Violência contra as mulheres

Cúpula da Igreja Católica pressiona contra descriminalização do aborto

O Conselho Federal de Medicina (CFM) recentemente anunciou que vai enviar à comissão do Senado que analisa a reforma do Código Penal um documento em que defende o direito da mulher de abortar até a 12ª semana de gestação.

Segundo o CFM o objetivo é dar solução para um dos mais graves problemas de saúde pública no Brasil: a morte de 200 mil mulheres ao ano em decorrência das consequências dos abortos clandestinos. O maior número de mortes incide, sobretudo, sobre as mulheres negras e pobres que não têm dinheiro para pagar clínicas com médicos e instalações seguras.

O Brasil possui uma das legislações mais retrógradas em relação ao aborto, só permitido nos casos de risco à saúde da gestante ou quando a gravidez é resultante de estupro. O médico Cristião Fernando Rosas, da federação de ginecologia e obstetrícia (Febrasgo), assinalou que a proibição “nunca reduz o número de abortamentos, ao contrário, a taxa de abortos é muito maior nos países com leis restritivas” (OESP, 22/03).

Roberto D’Ávila, presidente do CFM, diz que o país precisa quebrar o tabu em relação ao aborto, destacando que “vivemos em um Estado laico” e, por isso,as políticas de saúde pública devem ser “adotadas de acordo com o que a sociedade quer e não com o que alguns grupos permitem” (OESP, 21/03).

Frente à posição do CFM, a Conferência Nacional dos Bispos do Brasil (CNBB), reagiu dizendo que defender o aborto é “criar mentalidade de violência”! Isso quando a proibição faz do aborto clandestino a quinta causa da morte de mulheres brasileiras.

Desacreditada por sucessivos escândalos sexuais e financeiros, a cúpula da Igreja Católica está apostando grande parte de suas fichas na promoção da Jornada Mundial de Jovens no Rio de Janeiro, em julho.

Durante a campanha eleitoral de 2010, por orientação do então papa Bento XVI, a igreja pressionou para que Dilma se comprometesse a não adotar nenhuma medida para a descriminalização do aborto.
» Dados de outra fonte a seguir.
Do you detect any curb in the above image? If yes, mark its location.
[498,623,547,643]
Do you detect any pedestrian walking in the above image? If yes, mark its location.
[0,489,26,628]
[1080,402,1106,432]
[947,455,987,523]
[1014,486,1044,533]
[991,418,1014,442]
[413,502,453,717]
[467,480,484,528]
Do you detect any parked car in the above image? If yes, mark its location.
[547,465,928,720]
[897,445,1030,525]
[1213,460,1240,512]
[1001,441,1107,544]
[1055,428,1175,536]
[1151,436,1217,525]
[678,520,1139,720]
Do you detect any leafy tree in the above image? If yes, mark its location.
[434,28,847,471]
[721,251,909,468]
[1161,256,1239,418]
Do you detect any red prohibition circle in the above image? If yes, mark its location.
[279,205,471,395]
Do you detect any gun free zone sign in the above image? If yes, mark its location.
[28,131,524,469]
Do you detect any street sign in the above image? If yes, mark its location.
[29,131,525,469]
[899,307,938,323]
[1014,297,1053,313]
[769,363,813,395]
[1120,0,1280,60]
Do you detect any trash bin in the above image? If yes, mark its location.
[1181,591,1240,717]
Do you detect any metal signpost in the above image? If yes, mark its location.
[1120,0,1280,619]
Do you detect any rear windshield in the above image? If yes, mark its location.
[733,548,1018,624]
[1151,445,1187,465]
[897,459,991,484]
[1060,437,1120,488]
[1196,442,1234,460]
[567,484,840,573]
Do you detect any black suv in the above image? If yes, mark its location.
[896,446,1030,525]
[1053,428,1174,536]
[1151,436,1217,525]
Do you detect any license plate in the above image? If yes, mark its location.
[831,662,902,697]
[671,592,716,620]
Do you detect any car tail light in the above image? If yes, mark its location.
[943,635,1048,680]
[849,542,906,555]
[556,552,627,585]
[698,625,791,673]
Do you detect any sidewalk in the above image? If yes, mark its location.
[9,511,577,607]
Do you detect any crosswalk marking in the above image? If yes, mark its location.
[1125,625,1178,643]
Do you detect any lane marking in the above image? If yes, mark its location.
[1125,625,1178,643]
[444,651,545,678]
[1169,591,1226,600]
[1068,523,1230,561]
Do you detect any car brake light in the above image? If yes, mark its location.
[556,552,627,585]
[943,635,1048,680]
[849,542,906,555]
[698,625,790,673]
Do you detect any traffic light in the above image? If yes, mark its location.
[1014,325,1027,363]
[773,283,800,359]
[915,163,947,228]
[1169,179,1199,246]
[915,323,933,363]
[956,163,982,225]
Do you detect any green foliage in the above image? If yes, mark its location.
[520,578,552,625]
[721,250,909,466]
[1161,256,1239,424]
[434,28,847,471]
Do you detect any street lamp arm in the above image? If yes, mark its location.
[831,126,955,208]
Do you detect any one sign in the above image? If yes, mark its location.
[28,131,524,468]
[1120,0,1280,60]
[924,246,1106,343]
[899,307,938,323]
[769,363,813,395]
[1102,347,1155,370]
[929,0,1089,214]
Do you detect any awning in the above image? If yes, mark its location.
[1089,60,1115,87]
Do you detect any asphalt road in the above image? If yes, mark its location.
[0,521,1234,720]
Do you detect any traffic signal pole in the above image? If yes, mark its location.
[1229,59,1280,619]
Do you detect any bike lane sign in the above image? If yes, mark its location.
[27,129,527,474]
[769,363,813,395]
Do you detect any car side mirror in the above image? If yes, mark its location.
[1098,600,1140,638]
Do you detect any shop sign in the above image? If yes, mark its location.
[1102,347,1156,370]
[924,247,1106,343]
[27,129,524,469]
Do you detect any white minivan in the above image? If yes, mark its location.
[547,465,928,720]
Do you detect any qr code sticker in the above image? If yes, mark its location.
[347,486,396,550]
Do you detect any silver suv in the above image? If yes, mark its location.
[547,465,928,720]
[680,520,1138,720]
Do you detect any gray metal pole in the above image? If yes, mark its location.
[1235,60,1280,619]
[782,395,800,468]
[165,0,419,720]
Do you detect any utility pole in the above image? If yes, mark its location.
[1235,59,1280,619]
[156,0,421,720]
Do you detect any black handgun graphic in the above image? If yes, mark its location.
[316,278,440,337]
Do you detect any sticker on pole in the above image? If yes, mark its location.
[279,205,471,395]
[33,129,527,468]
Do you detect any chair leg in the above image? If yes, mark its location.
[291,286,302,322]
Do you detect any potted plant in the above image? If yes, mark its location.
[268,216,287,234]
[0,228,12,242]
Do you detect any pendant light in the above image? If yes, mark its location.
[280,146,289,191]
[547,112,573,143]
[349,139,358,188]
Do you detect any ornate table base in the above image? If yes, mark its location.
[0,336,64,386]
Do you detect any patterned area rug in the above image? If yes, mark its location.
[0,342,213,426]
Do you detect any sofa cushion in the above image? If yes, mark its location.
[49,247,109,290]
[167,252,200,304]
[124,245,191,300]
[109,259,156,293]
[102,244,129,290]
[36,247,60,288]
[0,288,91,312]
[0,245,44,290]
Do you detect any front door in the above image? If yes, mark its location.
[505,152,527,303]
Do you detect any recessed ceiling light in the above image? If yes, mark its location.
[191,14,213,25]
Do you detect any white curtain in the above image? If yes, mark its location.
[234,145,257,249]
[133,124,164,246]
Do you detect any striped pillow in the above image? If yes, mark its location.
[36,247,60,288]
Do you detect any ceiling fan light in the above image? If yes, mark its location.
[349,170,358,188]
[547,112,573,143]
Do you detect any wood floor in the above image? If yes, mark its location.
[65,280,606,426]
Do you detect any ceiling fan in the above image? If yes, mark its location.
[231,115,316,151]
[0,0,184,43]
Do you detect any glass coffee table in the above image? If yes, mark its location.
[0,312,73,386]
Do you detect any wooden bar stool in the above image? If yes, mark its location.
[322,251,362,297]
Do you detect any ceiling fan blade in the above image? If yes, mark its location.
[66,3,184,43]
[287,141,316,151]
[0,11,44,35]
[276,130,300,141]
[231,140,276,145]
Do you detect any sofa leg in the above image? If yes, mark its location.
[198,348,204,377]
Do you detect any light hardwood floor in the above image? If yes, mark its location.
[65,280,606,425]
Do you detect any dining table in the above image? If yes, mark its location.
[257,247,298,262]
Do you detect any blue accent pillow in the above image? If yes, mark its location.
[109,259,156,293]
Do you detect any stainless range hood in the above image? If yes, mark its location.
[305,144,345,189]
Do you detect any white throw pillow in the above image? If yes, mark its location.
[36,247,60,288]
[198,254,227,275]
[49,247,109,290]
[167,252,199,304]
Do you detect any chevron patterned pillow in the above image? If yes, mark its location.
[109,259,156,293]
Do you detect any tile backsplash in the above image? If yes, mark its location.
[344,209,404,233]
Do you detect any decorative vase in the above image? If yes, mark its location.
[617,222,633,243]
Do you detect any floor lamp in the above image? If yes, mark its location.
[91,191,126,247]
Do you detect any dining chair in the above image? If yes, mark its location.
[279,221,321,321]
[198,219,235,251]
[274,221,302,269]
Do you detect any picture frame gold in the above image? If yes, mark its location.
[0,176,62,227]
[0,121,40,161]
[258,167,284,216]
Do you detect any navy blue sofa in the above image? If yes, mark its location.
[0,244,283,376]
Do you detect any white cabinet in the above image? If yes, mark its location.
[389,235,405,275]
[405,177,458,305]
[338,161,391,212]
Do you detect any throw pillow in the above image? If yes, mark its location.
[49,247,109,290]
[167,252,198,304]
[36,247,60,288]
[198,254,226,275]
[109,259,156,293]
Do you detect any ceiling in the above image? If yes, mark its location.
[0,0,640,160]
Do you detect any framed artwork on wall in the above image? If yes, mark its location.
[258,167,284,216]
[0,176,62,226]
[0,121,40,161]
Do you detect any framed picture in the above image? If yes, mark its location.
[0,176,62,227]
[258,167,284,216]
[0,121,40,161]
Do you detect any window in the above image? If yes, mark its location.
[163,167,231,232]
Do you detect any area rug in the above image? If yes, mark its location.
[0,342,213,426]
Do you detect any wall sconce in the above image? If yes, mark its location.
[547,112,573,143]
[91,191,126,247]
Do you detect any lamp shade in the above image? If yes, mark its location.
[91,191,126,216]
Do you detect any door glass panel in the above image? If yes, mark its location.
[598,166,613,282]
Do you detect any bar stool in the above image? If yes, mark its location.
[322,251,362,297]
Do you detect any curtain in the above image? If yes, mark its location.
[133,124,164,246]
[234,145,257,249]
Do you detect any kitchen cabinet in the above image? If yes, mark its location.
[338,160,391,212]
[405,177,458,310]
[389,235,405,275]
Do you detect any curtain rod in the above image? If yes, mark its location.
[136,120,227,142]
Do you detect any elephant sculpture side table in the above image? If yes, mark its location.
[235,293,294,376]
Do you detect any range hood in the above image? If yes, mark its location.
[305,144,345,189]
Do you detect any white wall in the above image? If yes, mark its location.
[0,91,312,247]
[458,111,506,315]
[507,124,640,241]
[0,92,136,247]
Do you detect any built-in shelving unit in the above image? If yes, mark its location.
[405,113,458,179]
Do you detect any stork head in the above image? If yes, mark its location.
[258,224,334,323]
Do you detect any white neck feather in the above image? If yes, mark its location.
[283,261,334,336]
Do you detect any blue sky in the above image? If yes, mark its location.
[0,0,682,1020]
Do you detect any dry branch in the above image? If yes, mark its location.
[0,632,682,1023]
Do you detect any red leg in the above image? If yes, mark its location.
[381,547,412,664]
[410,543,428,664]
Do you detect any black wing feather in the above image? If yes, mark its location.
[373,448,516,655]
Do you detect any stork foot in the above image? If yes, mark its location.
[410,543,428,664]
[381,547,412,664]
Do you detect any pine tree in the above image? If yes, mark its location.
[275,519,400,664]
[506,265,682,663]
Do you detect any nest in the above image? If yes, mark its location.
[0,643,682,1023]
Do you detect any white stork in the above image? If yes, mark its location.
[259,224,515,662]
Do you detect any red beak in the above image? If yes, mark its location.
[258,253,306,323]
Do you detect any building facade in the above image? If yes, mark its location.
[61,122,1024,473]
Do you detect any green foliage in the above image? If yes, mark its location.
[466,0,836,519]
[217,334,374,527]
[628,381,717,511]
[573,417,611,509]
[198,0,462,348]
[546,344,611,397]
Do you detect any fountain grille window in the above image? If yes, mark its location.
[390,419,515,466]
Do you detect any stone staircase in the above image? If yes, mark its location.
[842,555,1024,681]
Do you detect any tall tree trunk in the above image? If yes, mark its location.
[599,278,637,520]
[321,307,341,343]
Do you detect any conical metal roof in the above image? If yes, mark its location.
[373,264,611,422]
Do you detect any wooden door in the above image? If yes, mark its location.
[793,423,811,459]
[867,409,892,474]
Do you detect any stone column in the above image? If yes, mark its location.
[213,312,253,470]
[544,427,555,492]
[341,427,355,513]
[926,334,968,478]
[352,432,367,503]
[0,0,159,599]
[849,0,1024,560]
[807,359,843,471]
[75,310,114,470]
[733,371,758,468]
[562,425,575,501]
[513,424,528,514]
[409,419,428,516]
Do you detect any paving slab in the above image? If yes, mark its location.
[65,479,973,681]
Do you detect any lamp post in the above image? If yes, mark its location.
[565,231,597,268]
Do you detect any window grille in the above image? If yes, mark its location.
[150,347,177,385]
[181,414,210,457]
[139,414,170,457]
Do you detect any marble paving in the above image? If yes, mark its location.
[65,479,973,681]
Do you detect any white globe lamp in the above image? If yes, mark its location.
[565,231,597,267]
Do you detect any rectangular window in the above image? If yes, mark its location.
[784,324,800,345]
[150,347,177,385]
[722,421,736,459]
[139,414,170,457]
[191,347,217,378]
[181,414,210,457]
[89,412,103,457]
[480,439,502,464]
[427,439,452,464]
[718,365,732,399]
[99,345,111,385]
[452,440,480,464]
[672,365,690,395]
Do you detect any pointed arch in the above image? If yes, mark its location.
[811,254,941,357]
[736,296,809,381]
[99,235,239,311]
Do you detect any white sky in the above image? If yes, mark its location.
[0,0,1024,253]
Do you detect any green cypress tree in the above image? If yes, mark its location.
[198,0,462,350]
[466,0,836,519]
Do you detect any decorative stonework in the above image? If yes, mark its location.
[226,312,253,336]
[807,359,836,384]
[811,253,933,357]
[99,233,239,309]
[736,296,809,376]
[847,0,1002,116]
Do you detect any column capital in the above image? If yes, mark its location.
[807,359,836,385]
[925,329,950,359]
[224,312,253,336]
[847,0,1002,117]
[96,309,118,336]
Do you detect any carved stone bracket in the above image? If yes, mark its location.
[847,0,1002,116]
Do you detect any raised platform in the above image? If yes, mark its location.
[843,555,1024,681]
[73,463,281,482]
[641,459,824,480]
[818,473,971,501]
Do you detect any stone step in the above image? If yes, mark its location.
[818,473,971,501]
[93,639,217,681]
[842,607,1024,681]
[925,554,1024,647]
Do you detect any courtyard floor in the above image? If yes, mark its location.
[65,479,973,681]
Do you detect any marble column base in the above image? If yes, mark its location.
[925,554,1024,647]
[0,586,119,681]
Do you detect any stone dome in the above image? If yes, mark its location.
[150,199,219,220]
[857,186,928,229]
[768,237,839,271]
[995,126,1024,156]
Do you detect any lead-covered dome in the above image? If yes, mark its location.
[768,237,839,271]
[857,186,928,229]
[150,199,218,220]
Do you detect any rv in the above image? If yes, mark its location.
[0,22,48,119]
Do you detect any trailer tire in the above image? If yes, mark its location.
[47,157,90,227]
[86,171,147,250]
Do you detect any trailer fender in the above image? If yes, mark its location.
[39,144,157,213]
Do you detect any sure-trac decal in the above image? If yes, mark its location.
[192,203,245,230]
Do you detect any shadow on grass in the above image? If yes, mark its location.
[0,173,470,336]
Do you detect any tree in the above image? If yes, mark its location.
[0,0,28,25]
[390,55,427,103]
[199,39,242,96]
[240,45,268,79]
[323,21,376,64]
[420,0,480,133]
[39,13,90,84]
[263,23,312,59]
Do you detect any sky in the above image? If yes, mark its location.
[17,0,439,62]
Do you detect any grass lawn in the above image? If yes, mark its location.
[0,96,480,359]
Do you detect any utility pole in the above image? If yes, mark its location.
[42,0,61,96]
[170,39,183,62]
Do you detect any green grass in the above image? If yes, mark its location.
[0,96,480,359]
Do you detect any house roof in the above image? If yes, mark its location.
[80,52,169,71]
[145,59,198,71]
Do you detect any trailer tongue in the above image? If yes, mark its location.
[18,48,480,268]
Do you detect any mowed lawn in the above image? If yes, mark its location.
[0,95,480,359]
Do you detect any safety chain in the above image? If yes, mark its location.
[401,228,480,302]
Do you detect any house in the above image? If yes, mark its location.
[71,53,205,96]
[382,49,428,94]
Hoje, ao invés de preocupar-se em defender a vida das mulheres que morrem em consequência de abortos clandestinos, o governo Dilma prefere aplaudir e financiar o encontro de jovens da Igreja Católica no Rio. É o que mostra a fala do ministro Gilberto Carvalho: “entendemos que, para além dos benefícios que a Jornada trará para uma comunidade religiosa, ela sem dúvida nenhuma transbordará nos seus benefícios, nas suas consequências, frutos pra toda a juventude brasileira” (OESP, 06/02). Frutos para a juventude brasileira?

É uma vergonha que Dilma deixe de afirmar a independência do estado laico diante das pressões de dogmas religiosos e não tome medidas concretas para tirar o país do atraso em uma questão que é de vida ou morte para centenas de milhares de jovens brasileiras. A descriminalização do aborto é uma questão de saúde pública e a maneira de garantir que a mulher decida o que fazer com seu corpo.